A native of Cedar Bluff, Ala., Green first moved to Atlanta in 1964 and got a job as a Delta Air Lines baggage handler at the Atlanta airport. He later worked as a plumbing supply salesman in Rome, Ga., before somehow parlaying the baggage-handling and plumbing experience into a reporting job with the local paper, the Rome News-Tribune, in about 1970.
“Somehow or another I remember this guy just sort of sauntering into the newsroom one day looking for a job,” said Charles Graves, the News-Tribune city editor at the time, “and it turned out we had one.” It also turned out to be a good hire. Two years later Green won first prize in public service reporting in the Associated Press’s Georgia newswriting awards program.
Armed with the AP award, Green applied for a job with The Atlanta Journal, where the city editor at the time, Bob Johnson, had a reaction a lot like Graves. “Cliff Green was one of those guys I hired mainly because I liked him,” Johnson said. Green joined the Journal in 1973 and for the next eight years covered a wide range of stories, focusing largely on crime and federal courts. Among other major stories, he covered the career and trial of Atlanta pornographer Mike Thevis and the kidnapping of Atlanta Constitution editor Reg Murphy.
Throughout his newspaper career, Green was known for a tight writing style and crisp prose that pulled readers into hard news stories and rollicking features alike. He also had a knack for finding stories about Atlanta’s more unsavory elements. “Stripper Had Five Operations with Silicone” was the headline on one of his stories in the late ‘70s. Green won a second Associated Press award in 1978, this one for spot news reporting.
He left the newspaper in 1981 and worked briefly in public relations before taking a position as a writer and editor at a major financial planning magazine. He later joined the Internal Revenue Service and worked there as tax examiner before retiring in 2008.
In 1980, he married Linda Pierce, a Kentucky native, and through her discovered thoroughbred horse racing. Over the years, he recruited friends and organized trips to Kentucky, California, Florida, New Jersey and New York to enjoy the sport. In the mid-1990s, Green developed an interest in religion and theology and undertook four years of Education for Ministry study through St. Luke’s Episcopal Church in Atlanta.

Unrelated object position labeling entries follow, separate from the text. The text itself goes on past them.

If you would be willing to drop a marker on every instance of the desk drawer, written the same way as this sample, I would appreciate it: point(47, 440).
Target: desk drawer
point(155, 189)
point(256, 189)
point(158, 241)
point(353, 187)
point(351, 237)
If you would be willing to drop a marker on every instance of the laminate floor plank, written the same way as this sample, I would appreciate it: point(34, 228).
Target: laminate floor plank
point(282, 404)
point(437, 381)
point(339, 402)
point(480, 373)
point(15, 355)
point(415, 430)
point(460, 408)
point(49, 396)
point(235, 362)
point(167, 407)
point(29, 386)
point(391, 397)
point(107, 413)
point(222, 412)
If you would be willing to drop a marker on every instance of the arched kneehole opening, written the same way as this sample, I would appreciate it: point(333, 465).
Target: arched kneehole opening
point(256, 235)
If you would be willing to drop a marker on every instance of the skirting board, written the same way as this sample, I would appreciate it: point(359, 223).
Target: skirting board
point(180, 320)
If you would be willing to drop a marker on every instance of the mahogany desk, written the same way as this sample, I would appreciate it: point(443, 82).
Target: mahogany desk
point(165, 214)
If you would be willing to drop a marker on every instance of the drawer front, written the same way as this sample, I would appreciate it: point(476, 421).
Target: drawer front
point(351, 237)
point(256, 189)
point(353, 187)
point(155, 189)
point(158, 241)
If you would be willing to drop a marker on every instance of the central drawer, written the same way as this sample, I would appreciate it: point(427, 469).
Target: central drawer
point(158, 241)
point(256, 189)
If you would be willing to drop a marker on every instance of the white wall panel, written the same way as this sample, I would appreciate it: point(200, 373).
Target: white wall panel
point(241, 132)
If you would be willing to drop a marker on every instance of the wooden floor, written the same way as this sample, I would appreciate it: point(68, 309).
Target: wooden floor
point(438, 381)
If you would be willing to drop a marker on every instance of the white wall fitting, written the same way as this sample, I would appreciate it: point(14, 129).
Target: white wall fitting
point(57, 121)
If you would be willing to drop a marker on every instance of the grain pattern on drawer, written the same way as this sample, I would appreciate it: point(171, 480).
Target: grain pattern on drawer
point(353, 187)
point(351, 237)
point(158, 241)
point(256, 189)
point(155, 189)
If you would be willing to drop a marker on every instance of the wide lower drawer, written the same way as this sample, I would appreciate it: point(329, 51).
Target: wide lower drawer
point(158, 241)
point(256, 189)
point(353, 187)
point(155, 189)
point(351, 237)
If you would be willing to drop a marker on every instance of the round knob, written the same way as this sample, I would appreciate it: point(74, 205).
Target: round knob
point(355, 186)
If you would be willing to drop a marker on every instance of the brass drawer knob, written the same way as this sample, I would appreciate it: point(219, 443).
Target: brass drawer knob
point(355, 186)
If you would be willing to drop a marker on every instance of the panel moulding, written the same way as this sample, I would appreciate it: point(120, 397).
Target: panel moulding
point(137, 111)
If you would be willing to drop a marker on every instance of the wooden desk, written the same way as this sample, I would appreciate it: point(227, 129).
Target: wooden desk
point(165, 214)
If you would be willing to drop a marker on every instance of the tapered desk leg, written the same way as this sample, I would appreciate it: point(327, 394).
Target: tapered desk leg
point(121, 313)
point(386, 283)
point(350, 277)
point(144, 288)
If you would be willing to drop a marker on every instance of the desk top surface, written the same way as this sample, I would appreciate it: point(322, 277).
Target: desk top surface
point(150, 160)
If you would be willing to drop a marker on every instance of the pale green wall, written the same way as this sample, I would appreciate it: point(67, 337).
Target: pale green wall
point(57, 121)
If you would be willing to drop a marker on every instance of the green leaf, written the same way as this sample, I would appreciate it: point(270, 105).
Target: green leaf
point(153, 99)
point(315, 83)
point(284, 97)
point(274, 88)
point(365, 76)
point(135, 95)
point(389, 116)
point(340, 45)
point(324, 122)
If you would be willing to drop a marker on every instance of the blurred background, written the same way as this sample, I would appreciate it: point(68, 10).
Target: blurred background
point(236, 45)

He was preceded in death by his parents James Henry and Agnes Hunter Green; a brother, John L. Green, who was killed in the Korean conflict, and a foster brother, Jerry Bowen. He is survived by his sister Anne Green Townes of Brentwood, Tenn., and his wife, Linda Pierce Green.
A memorial service will be held at St. Luke’s Episcopal Church at 435 Peachtree Street NE at 1 p.m. on October 24th. In lieu of flowers, memorial contributions may be made to Hospice Atlanta, 1244 Park Vista Drive, Atlanta, GA 30319.